Hey, I’m Betony and here are few things to know about me.
I’m 25 and this year I will be starting my second year of Speech and Language Therapy at Plymouth Marjon University. In my first year, I lived in the village (similar to halls but smaller – you share with 3-4 people – and it’s quieter) rather than halls.
So why didn’t I live in halls? I thought about it lots; everyone says it’s great to meet and live with more people and really good if you like going out! However, I’m not a massive party person, preferring more chilled evenings, so I chose to live in the quieter part of campus, which was a great decision for me. I was still able to go on nights out with my friends and housemates but had the benefit of living somewhere quieter where I could chill with a movie in the evening (or spend it writing essays – I was definitely not going to this leave until the last minute again!) In fact, I loved it so much that I’m living in the village this year too!

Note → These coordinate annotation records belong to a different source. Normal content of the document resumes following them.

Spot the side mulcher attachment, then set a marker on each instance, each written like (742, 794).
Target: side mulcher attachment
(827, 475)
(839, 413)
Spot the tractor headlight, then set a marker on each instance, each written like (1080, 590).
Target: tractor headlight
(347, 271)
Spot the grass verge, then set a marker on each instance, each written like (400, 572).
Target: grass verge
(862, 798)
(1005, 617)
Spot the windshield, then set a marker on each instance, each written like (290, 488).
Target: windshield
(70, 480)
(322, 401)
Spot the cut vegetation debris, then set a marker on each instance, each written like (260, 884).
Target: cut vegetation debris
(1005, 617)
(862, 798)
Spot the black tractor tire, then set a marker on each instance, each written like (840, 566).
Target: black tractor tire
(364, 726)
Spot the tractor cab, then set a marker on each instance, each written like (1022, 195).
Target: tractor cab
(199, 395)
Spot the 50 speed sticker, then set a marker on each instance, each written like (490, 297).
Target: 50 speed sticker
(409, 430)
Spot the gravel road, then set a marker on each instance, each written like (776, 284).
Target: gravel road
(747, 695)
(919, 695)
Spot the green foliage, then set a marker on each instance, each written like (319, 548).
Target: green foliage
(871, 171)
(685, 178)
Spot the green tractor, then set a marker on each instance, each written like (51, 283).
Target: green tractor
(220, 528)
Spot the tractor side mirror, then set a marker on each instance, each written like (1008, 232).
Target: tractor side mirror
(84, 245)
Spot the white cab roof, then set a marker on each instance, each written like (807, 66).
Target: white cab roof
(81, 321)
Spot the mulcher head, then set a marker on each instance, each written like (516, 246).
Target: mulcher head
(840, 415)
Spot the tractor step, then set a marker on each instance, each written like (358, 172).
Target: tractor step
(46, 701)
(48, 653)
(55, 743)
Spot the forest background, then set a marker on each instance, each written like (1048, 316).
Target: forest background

Moving day is never as bad as you think it’s going to be! You just need to turn up at your designated time, collect your keys, unload your stuff from the car and then unpack. It really is as easy as that!
A few tips for move-in day: make sure any documents or ID that you need to pick up your keys are accessible; pack everything into bags or boxes – most universities only give you a certain amount of time to unpack and you don’t want to be the one running frantically to and fro with armfuls of stuff. And finally, sort and pack everything into ‘rooms’, this makes it super easy to sort out as all the kitchen items will be together and you won’t be missing your cereal bowl for weeks as you had packed it with your socks!
In your first year you will probably pack too much – everyone does – and to be honest, I probably will again this year. I’m a prolific over-packer. If you are going to over-pack, bring some things from home like a teddy, a rug or a cushion so not everything is new. This will help make your uni room feel more homely. I definitely recommend bringing a blanket as I used to get cold sitting at my desk after a few hours. It can also be used for movie nights and building forts…
So, settling into university takes time and it won’t happen overnight. I found it difficult at first as you need to adapt to a new routine, find ways to fill your time, get to know the people you live with and those who are on your course. It is okay to take your time. I probably didn’t feel completely settled until about month or so passed.
Despite lots of advice saying you shouldn’t go home for the first month, I did go home and met up with my family and friends. Because of that I felt significantly happier. The best advice I can give any fresher is to do what feels right for you. It can often feel like there is a lot of pressure to make friends in those first few weeks, but you are going to spend the next few years making friends with other people in the uni – and there is no expiration date for when you can make your friends by!
Finally, here are some top tips to do in the first few weeks: get to know the people you live with and some of those on your course; take time for yourself so you don’t have a total burnout from exhaustion; find out how to use the library and any other facilities (like the laundry); find your closest (and cheapest) supermarket and try to get into a routine as the further into the year you get the busier you will be.